— И насколько далеко от этого твоего Лона каньон, о котором ты нам поведал, сынок? Тот, куда дикари загоняют кобыл? Змеиный, кажется… — проскрипел наконец Билл, запуская руку в один из карманов штанов, в тот, что был недырявым. Из кармана он отработанным до автоматизма движением извлек металлическую табакерку, с почти стертым за годы пользования рисунком на крышке. Отвинтив крышку, Билл сплюнул на землю соломинку, которую до этого держал в уголке рта и, положив в рот лист табака из коробочки, принялся его жевать, табакерку же бережно закрыл и вернул обратно в карман. Запасы жевательного табака и соломинок у старого фермера никогда не исчерпывались.
— На такое путешествие у обычной лошади уйдет день или полтора, а то и все два… Зависит от того, какая лошадь!
— Ха! — победно каркнул Старина, взмахнув своей шляпой так же резко, как лесоруб подрубает ствол дерева, которое вот-вот должно упасть. — И что же? Ты, сынок, говоришь, что голозадый два дня подряд мнет пятками бока кобыле без передышек? Да какая же животина вынесет такое родео?! Э-э-э, нет, дружище! Сдается мне, что дуришь ты нам головы, малек… — сказав это, Старина Билл сплюнул коричневую от табака слюну и нацепил шляпу себе обратно на макушку, скрыв пятна плесени на плеши и несколько уродливых наростов сродни тому, что венчал его нос. Упрямый старик постоянно срезал его, но еще более упрямый нарост каждый раз отрастал обратно.
— Лошадь Прерикон и вынесет, разумеется! — уверенно ответил Мираж, только и ждавший этого вопроса, — ей два дня бежать не нужно: самая хилая кобыла табуна управится за пяток часов! Говорю же, дело в шляпе, Старина, будьте спокойны! — Уж мне-то можно верить, когда это я вас подводил, господа? — никто не нашелся, что возразить на это. Действительно, ни разу Мираж не подводил банду.
В довершение всего сказанного пройдоха обезоруживающе улыбнулся, и Старина Билл — этот призрак, эта тень минувших дней — был вынужден уступить, исчезнув в лучах его живой улыбки, как тьма уступает свету фонаря, ведь как известно, за молодостью будущее! Что-то бормоча себе под нос невнятно, старик направился туда, где стояли телеги, под одной из которых, втиснувшись между деревом и землей, Билл имел обыкновение ночевать, укрывшись дном телеги, подобно тому, как мертвец укрывается крышкой гроба.

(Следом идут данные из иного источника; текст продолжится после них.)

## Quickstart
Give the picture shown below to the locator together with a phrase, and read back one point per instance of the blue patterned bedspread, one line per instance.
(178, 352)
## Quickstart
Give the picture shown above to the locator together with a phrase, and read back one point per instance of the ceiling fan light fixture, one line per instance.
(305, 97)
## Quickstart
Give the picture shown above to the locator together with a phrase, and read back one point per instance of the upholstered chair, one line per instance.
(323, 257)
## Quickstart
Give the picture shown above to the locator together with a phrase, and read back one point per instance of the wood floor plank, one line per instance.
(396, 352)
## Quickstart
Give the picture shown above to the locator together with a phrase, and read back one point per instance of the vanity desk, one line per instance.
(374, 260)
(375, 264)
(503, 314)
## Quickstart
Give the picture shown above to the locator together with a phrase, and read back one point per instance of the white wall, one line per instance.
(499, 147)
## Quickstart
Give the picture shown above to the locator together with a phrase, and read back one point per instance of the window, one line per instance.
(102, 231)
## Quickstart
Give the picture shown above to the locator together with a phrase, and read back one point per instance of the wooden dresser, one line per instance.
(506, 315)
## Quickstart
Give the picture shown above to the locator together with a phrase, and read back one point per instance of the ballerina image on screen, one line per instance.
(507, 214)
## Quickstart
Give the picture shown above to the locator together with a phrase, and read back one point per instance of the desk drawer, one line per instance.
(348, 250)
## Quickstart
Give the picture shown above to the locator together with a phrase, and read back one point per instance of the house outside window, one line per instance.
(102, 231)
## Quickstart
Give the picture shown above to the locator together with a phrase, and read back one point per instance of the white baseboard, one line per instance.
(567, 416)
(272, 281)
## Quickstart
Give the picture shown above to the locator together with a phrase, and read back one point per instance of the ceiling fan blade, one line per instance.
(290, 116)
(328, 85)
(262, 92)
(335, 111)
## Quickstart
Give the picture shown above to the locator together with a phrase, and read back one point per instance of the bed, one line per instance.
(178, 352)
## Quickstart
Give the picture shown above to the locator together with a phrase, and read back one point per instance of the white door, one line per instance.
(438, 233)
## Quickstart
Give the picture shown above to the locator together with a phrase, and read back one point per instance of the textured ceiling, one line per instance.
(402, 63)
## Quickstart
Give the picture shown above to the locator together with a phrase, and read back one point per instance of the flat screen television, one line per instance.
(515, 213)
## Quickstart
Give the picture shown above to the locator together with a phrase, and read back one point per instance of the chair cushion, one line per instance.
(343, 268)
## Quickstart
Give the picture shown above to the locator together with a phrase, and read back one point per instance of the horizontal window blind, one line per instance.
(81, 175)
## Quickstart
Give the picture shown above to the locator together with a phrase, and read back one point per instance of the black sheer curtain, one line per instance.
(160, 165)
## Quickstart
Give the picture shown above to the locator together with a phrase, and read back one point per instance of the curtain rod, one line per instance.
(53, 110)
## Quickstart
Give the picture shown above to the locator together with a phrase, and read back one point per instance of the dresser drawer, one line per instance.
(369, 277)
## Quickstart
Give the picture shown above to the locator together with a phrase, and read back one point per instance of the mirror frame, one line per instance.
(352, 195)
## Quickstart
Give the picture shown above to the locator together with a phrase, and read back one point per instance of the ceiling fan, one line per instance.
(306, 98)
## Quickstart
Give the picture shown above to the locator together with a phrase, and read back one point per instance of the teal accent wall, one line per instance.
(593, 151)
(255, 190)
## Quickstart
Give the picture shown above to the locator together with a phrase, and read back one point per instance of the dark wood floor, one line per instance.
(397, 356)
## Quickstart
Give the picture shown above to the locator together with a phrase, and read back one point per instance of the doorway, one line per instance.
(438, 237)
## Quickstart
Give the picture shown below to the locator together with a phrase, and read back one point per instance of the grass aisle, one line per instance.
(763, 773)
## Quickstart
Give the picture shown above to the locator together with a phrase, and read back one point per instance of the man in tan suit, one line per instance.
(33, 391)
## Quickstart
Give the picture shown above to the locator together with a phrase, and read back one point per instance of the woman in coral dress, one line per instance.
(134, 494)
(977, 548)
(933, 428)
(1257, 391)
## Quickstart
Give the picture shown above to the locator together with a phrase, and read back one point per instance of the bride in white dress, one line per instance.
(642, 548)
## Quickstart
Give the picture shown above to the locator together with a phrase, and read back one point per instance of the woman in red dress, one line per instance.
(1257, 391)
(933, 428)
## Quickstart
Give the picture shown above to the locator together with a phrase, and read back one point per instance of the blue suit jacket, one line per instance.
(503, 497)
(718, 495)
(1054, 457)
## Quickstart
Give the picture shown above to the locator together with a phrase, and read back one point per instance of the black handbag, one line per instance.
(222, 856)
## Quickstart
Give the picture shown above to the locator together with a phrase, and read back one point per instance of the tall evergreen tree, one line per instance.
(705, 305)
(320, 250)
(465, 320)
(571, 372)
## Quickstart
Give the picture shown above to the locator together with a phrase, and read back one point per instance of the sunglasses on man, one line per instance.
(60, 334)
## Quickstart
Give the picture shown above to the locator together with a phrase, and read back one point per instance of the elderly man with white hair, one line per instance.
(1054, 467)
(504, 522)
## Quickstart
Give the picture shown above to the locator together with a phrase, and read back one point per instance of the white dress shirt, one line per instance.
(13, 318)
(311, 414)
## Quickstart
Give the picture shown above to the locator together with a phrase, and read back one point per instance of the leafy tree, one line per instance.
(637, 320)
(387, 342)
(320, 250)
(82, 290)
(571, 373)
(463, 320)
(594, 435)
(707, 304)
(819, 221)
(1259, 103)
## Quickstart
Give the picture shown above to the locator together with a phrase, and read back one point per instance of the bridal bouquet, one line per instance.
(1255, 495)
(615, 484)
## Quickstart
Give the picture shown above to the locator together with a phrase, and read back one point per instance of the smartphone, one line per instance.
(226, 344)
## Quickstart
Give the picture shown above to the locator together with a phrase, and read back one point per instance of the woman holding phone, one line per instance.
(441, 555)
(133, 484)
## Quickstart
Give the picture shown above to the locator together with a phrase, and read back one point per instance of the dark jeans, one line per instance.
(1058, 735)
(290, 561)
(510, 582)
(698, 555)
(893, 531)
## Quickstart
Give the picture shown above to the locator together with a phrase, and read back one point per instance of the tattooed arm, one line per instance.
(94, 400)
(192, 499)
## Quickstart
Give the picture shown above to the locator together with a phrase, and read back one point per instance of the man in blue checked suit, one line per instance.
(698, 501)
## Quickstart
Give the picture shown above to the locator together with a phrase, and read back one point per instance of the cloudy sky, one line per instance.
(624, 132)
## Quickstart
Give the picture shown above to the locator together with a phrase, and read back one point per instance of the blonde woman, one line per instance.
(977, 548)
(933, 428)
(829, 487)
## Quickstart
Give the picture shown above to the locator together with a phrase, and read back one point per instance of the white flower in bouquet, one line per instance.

Мираж повторил свой план, что вовсе не было ему в тягость, но доставляло неописуемое удовольствие. Когда он закончил, все с нетерпением ожидали решение Кнута.
— Мне нравится! — заключил, наконец, Кнут, ориентируясь главным образом на шаткость своего положения и решительность общего настроя, — я одобряю!
Мираж довольно цокнул языком и легонько, почти по-дамски так прихлопнул в ладоши. В воздух тут же полетели дырявые и порванные шляпы и винные пробки из откупоренных бутылок, — разбойничье братство решило отпраздновать наметившееся дело.
Только один человек не праздновал вместе со всеми, мрачный и невидимый разбойничьему глазу он стоял вдалеке от огня под покровом плаща темноты надвигающейся ночи, которым был с головы до ног окутан. Для Кавалерии успех данного предприятия значил многое. Прежде всего нужно сказать, что он потерял уважение разбойников почти так же быстро, как и нажил его. Это произошло, однако, не потому, что он не понимал природу известности, не знал, что славу нужно питать и ухаживать за ней, как за декоративным деревом, чтобы вырастить бонсаи нужного размера и остричь его правильным образом, но оттого, что такая слава была для него сродни плевку в лицо. Он только и рад был избавиться от нее, но, к сожалению, именно слава, которую он так ненавидел, и удерживала клыки этой своры шакалов вдалеке от его глотки.
Сейчас положение Кавалерии было немногим лучше положения Кнута, а в первые месяцы после двух сотен плетей, стойко вынесенных им, он даже смог бы при желании его свергнуть и самому стать лидером преступной шайки, — настолько велико было впечатление, оставленное им в памяти наблюдавших за наказанием разбойников. Но время сглаживает впечатления, если их ничем не закрепить, а становиться вождем беззаконников не входило в планы Кавалерии, равно как и не было одним из ведущих мотивов в жизни Миража, пути которого оставались для всех загадкой. Не приходилось сомневаться, что с его умением располагать к себе и хитроумием Мираж мог в любой момент собрать под свои начала армию приспешников куда больше той, силой которой Кнут располагал сейчас или даже в лучшие дни своего правления.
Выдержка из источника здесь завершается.